Le problème est que le résidu de sol obtenu est souvent complètement stérile et ne pourra probablement plus être le support d'une vie, à moins d'apporter des terreaux exogènes...

- méthodes physiques par piégeage de la pollution
Ces méthodes sont souvent considérées comme des solutions transitoires seulement. En effet, elles ont pour but d'immobiliser les polluants sur place, en les confinant ou en les stabilisant. Certaines méthodes de stabilisation ont toutefois l'avantage de ne pas altérer les propriétés de la terre et de ne pas modifier leur fertilité. On peut aussi réduire simultanément les effets de l'érosion hydrique ou éolienne.

- méthodes chimiques
Elles mettent en oeuvre l'action d'un acide ou d'une électrolyse pour extraire ou transformer des polluants. En effet il existe des agents chimiques dits extractants, qui permettent la mobilisation et l'extraction des métaux. On peut aussi améliorer l'extraction de métaux en appliquant un gradient électrique, notamment sur des sols poreux. [Khan et al. 1994]

-méthodes thermiques
Le fait de porter le matériau pollué à haute température permet de détruire l'agent polluant, de l'extraire ou au contraire de l'immobiliser. Ces méthodes sont surtout appliquées à la destruction de composés organiques, comme les hydrocarbures. Les différents moyens pour parvenir à l'extraction par élévation de température sont l' incinération, la désorption thermique et la vitrification. Pour l'incinération, on utilise le plus couramment le four tournant, dans lequel on peut atteindre des températures de 400 à plus de 1000 °C.

voies biologiques

Toutes les techniques basées sur des méthodes physico-chimiques, que nous avons détaillées jusqu'à présent, nécessitent du personnel spécialisé et des équipements spécifiques. Ces procédés sont donc très coûteux, et ne peuvent s'appliquer qu'à de petites zones où la pression de réutilisation est très forte. De plus, dans la plupart des cas, ces méthodes ont un effet néfaste sur l'activité biologique et la fertilité des sols. C'est pourquoi les voies de décontamination biologiques, qui utilisent le métabolisme et l'activité des organismes vivants, présentent un net avantage sur les méthodes précédentes.

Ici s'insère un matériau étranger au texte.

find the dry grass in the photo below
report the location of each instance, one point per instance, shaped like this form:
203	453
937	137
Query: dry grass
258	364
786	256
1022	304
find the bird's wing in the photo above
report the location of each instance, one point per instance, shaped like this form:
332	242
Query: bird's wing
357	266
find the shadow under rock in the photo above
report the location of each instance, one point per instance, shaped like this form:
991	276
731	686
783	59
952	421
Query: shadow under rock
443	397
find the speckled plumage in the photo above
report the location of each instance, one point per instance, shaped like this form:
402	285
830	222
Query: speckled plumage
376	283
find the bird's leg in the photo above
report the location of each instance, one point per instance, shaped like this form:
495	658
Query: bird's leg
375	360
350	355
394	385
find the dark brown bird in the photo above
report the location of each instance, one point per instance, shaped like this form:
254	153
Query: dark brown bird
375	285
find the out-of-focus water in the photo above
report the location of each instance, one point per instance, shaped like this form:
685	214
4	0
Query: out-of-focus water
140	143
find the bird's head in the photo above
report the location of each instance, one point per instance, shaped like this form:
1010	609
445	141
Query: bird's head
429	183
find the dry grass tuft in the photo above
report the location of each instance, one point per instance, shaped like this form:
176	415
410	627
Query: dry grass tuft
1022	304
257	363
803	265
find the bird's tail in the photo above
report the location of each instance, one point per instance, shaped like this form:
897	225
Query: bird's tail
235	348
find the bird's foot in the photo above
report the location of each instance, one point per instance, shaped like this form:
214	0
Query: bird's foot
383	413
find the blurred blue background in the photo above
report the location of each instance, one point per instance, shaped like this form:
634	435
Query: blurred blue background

- dégradation microbiologique
Cette méthode utilise la capacité naturelle à dégrader des composés polluants que présentent certains microorganismes. Elle n'est toutefois pas applicable au cas de la pollution par des métaux. exemple de la dégradation des hydrocarbures par des microorganismes.

- biolixiviation
Des microorganismes vivants permettent d'extraire des métaux de milieux où ces derniers sont normalement insolubles [Berthelin 1983, Gaad 1990]

- biosorption
Elle utilise le fait que les microorganismes jouent sur la mobilité et la fixation des métaux [Tobin et al 1994]

- biovolatilisation
Certaines transformations des polluants par les microorganismes peuvent faire apparaître des formes volatiles de ces polluants. C'est par exemple le cas du mercure lorsqu'il subit une réduction chimique. Cette méthode présente l'avantage de diluer l'agent polluant puisqu'il passe dans l'atmosphère lorsqu'il est à l'état volatil, mais il faut prendre garde dans ce cas au fait que sa présence dans l'atmosphère ne soit pas plus dangereuse que sa présence dans le sol, même si sa concentration est plus faible (risque lié à l'inhalation).

- phytoremédiation
Il existe différentes méthodes de phytoremédiation, qui utilisent toutes l'implantation d'un couvert végétal pour exporter (phytoextraction), stabiliser (phytostabilisation) ou volatiliser (phytovolatisation) les polluants d'un sol. Dans ce site, nous étudierons principalement la phytoextraction. Cette technique utilise des plantes capables de prélever des métaux toxiques et de les accumuler dans leurs parties aériennes. Ces plantes peuvent ensuite être récoltées et incinérées, et les cendres peuvent être recyclées en métallurgie ou stockées.
La phytoextraction peut aussi s'effectuer sur milieu liquide : on parle alors de rhizofiltration.
Enfin la phytoremédiation peut utiliser des plantes qui transforment les agents polluants présents dans le sol et les font passer sous une forme moins nocive : cette tecnique est appelée phytodégradation, et s'applique principalement au cas des hydrocarbures.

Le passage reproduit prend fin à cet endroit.